Conversely, emerging competitors and technologies tend to feel less threatening – they often move slowly (at first) and early iterations rarely stack up against the existing solutions. For example, many phone executives dismissed Apple’s entry into the mobile phone business as a nonevent since they were “just computer guys.” Cell phones themselves were initially not seen as a threat to landlines, even though by 2019 only 30% of US households would still have one!
#2. Change is difficult.
When things are going well, even if not perfectly, organizations tend to respond by fine-tuning what already is: working a bit harder, trimming costs here and there, etc. But exponential change requires more than incremental adjustments.
This may involve new processes, realignment of roles within the business, discontinuation of products or services that had been successful previously, and more. None of these kinds of changes tend to be welcomed by those inside the organization. As a result, in the absence of urgent pressure, the needed changes are delayed or watered down, if not dismissed out of hand.
#3. Too much uncertainty.
Even when leaders have a good sense of a future threat, it is not always clear what the best response should be. Particularly if an organization’s strategy is not specific about who it serves and what its competitive advantages are, it is challenging to chart a future course that is significantly different than what was done in the past.
The best way to address this uncertainty is to do the critical research that is part of a good strategy development process:
- Who are the current — and potential — customers that matter for your organization, and what jobs are they trying to do?
- How might they react to the new potential offerings or approaches?
- Can you envision a way that new offerings might make yours less special — even obsolete?

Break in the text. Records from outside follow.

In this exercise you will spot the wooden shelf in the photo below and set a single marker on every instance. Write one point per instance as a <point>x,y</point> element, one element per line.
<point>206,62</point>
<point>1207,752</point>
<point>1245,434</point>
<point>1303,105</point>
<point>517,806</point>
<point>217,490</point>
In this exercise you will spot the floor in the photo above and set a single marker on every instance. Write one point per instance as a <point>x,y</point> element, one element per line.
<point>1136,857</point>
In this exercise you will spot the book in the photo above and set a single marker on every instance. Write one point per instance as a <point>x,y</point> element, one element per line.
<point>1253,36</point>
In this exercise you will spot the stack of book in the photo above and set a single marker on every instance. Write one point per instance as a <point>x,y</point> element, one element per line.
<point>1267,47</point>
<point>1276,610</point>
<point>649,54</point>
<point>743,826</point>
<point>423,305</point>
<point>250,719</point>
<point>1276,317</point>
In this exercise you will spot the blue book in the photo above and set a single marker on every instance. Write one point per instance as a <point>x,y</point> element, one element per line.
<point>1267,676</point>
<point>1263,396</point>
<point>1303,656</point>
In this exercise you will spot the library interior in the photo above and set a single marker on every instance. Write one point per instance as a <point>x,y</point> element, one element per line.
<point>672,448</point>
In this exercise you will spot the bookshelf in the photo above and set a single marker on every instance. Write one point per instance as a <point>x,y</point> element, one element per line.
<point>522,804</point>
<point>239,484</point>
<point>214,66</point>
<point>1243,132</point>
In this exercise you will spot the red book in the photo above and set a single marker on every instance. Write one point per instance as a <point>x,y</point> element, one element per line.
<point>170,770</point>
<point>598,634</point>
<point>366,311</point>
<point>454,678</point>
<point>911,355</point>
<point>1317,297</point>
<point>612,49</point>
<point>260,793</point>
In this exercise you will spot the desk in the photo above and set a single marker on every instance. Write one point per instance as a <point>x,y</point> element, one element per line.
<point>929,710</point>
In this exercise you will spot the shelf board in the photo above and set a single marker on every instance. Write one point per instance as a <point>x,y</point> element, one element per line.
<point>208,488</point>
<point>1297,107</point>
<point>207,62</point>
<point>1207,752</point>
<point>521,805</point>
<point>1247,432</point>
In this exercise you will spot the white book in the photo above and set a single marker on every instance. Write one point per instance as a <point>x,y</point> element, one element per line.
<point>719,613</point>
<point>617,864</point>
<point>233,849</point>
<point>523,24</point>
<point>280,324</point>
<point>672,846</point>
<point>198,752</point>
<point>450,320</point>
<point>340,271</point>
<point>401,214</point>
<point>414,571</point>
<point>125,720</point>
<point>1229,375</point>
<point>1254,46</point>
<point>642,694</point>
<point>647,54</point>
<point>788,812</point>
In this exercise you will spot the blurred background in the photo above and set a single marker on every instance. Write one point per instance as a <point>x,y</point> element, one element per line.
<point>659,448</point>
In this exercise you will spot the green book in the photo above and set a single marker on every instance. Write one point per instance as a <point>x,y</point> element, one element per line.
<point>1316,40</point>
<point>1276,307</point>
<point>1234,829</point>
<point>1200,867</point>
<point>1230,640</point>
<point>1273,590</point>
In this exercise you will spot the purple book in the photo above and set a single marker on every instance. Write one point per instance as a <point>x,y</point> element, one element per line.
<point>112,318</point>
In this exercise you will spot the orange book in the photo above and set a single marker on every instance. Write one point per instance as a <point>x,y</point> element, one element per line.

- Are there changes you can begin to make now — small or large — that can reduce the risk of your being left behind?
These questions and others like them help businesses develop a clearer picture of how the future may play out and plan accordingly. As the scientists keep telling us regarding climate change, the longer you wait, the harder it can be to respond.
While it may be hard to justify changing course or investing in new technologies in the absence of an immediate threat to the business, it is far better to work through that challenge early than to wait until it is at your doorstep – at which point it is likely too late.
As Steve Jobs famously said when introducing the iPhone in 2007 — knowing full well it would hurt sales of the iPod music device, at the time Apple’s main source of revenue — “If you don’t cannibalize yourself, someone else will.”